Prononciation : fèr-veur
Nature : s. f.

1Sentiment vif qui porte aux choses de piété, de charité.
Saint-François entre tous les autres lui parut [à Luther] un homme admirable, animé d'une merveilleuse ferveur d'esprit , BOSSUET , Var. III, § 50
L'ardeur de leurs oraisons vous servit souvent de motif pour renouveler la ferveur des vôtres , FLÉCH. , Marie-Thér.
Il ne laissa passer aucune semaine sans rallumer sa ferveur par l'usage des sacrements , FLÉCH. , Lamoignon.
Le sommeil n'est point incompatible avec la ferveur , FÉNEL. , Dial. des morts mod. X Il se dit au pluriel.
Mais redoublons plutôt nos ferveurs dans ce trouble Pour offrir à Dieu nos combats , CORN. , Imit. I, 13
C'est ce qui dans leurs coeurs verse un amour si tendre, C'est ce qui les élève aux plus hautes ferveurs , CORN. , ib. IV, 1
Se livrant aux ferveurs de la charité la plus consommée , BOURDAL. , Orais. fun. de Condé, III
Il consacre ce saint lieu par des ferveurs et même des excès de pénitence qui l'égalèrent aux Élie et aux Jean-Baptiste , ID. , Panég. de S. Fr. de Paule, 1
Je vous parle de ses erreurs aussi bien que de ses lumières ; de ses faiblesses aussi bien que de ses ferveurs , ID. , Panég. de St Pierre, 1
Des Églises dont les ferveurs ne le cèdent en rien à celles du christianisme naissant , ID. , Panég. de S. Fr. Xavier, 1
Ferveur de novice ne dure pas longtemps.
2Il se dit de l'amour.
Entre tous ces amants dont la jeune ferveur Adore votre fille.... , CORN. , Cid, 1re scène (supprimée).

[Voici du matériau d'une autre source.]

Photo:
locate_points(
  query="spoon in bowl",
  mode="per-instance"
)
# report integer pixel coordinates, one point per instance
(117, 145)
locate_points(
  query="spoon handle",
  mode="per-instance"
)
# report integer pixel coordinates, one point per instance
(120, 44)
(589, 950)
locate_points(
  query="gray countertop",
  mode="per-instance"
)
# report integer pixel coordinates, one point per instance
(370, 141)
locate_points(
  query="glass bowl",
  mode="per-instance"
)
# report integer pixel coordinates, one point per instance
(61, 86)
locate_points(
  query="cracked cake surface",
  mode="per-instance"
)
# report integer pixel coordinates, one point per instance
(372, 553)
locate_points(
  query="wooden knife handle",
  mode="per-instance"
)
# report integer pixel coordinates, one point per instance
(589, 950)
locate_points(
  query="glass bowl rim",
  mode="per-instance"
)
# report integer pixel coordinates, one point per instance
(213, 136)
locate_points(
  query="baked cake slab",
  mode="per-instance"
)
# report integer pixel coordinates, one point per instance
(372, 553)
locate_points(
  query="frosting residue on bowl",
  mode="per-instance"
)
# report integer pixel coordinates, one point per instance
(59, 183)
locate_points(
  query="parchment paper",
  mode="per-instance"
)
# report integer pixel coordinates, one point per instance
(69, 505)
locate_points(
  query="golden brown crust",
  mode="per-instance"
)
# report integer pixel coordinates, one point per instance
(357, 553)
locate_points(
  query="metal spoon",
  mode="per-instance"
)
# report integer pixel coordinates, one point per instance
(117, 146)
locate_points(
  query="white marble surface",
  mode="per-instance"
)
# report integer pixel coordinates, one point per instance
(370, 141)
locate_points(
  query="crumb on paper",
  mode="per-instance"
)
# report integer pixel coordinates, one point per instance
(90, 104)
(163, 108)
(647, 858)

Tant ce trompeur espoir redouble ses ferveurs ! , CORN. , la Suiv. III, 5
Ce mot de ferveur est plus propre pour la dévotion que pour l'amour ; mais, supposé qu'il fût aussi bon en cet endroit qu'ardeur ou désir, jeune s'y accommoderait fort bien contre l'avis de l'observateur [Scudéry] , Sent. de l'Acad. sur le Cid Ardeur d'un goût, d'une passion.
Je le trouvai dans la ferveur des hautes connaissances , J. J. ROUSS. , Confess. VII
XIIe s.
L'ire ki est de vice avoglet l'oelh, mais cele ki est de fervor de droiture, lo turbet , Job, p. 516
XIVe s.
Assouagir [adoucir] la doulour et la fervour [chaleur], se ele i est [dans une plaie] , H. DE MONDEVILLE , f° 90, verso.
Pour la ferveur et chaleur de leur eage il vivent ou sont enclins à vivre selon leur passions et desirers , ORESME , Eth. 138
XVIe s.
De quel ferveur il [le chien] le tient [un os à moelle], de quelle prudence il l'entomme , RAB. , Garg. I, prol.
La ferveur de tes estudes requeroyt que de long temps ne te revocasse , RAB. , ib. I, 29
Et telles ferveurs [fureurs provenant de zèle] sont louées es Escritures , LANOUE , 68
Provenç. et espagn. fervor ; ital. fervore ; du lat. fervorem ; comp. le mot grec traduit par chaud, l'ancien latin formus, chaud, et le sanscrit gharma, chaleur. On trouve ferveté dans une ordonnance de mai 1492.